The Duterte administration will no longer push for the construction of the Laiban Dam in Tanay, Rizal, which is expected to displace thousands of residents in the area.
Metropolitan Waterworks and Sewerage System (MWSS) Administrator Reynaldo Velasco said the construction of Laiban will displace some 4,800 families. In contrast, Velasco said the construction of Kaliwa Dam will displace only 46 families.
“Laiban is out insofar as this administration is concerned because of the social engineering nightmare that we’ll encounter in resettling 4,800 families. Almost impossible.
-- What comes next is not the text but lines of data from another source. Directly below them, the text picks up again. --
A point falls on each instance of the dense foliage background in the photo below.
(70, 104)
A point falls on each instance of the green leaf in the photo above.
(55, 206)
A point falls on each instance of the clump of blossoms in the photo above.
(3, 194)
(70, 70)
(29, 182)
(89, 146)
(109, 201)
That is why we have removed it from our midterm program,” Velasco said.
In 2010, MWSS terminated its joint venture talks with San Miguel for the proposed development of Laiban Dam.
The long-proposed Laiban Dam was only revived in 2017 through the proposed New Centennial Water Source Project, which also involves the construction of Kaliwa Dam to downstream to maximize water supply and to ensure short- and long-term supply for Metro Manila and its adjoining areas.
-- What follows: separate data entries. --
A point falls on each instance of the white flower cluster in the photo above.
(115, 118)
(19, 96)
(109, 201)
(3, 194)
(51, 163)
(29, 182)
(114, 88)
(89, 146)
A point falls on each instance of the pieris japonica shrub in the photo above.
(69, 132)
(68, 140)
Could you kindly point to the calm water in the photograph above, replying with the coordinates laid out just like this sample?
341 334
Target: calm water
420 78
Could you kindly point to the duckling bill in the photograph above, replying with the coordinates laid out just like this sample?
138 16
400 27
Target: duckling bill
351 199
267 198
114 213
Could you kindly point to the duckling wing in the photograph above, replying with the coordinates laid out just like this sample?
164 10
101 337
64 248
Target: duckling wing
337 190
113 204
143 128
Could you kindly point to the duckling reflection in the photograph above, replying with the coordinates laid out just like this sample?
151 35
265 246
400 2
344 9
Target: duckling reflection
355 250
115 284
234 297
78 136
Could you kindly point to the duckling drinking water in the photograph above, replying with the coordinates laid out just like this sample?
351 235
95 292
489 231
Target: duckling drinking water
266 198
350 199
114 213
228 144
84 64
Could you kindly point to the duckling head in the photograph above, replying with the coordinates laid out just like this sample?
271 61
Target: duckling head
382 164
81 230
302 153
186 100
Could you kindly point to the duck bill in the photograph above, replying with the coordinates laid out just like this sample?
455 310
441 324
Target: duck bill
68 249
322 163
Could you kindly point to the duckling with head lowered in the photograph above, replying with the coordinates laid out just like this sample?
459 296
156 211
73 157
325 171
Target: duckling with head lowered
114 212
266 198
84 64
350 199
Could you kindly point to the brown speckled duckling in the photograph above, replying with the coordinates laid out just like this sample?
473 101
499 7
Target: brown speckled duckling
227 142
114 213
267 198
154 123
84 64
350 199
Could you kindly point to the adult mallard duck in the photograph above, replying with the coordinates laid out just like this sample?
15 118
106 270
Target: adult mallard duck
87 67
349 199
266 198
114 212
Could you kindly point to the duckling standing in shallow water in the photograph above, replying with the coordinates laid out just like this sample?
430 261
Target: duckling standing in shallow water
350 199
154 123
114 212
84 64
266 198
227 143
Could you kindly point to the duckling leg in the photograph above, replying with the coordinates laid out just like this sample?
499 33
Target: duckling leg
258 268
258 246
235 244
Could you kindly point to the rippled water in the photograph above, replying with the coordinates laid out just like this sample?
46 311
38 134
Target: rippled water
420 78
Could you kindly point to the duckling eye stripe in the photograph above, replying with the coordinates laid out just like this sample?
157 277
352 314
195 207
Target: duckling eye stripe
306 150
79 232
Aside from the Kaliwa Dam, which has a capacity of 600 million liters per day (MLD), Velasco said the MWSS is now more keen on putting up Kanan Dam, which has a bigger capacity of 3,000 MLD compared to Laiban’s 1,800 MLD.
Velasco reiterated that Manila Water will also sign a joint venture agreement with ports tycoon Enrique K. Razon Jr. for the construction of a new dam, saying this will have a capacity of 500 MLD.
Besides Razon, Velasco said the joint venture will include San Lorenzo Ruiz Water Development Corp. of businessman Oscar Violago.
He said MWSS is now looking at other possible sources of water: the 500-MLD rehabilitation of Wawa Dam; 800-MLD unutilized water project from Angat-Norzagaray; 350-MLD Bayabas Dam; and the 188-MLD Sumag River Diversion Project.
Velasco disclosed plans to build tunnels and aqueducts from Ipo Dam to Bigte Norzagaray and from Bigte to La Mesa Dam.
Velasco also belied reports that the Chinese-funded Kaliwa Dam is more expensive than the Kaliwa Intake Weir Project proposed by a Japanese firm.
Osaka-based Global Utility Development Corporation Ltd. (GUDC) President Toshikazu Nomura earlier said their Kaliwa Intake Weir Project will be a “cheaper” and “more environment-friendly” alternative to the $800-million Kaliwa Dam project.
Velasco said the Kaliwa Dam only costs around $240 million as opposed to the Kaliwa Intake Weir Project, which costs $410 million.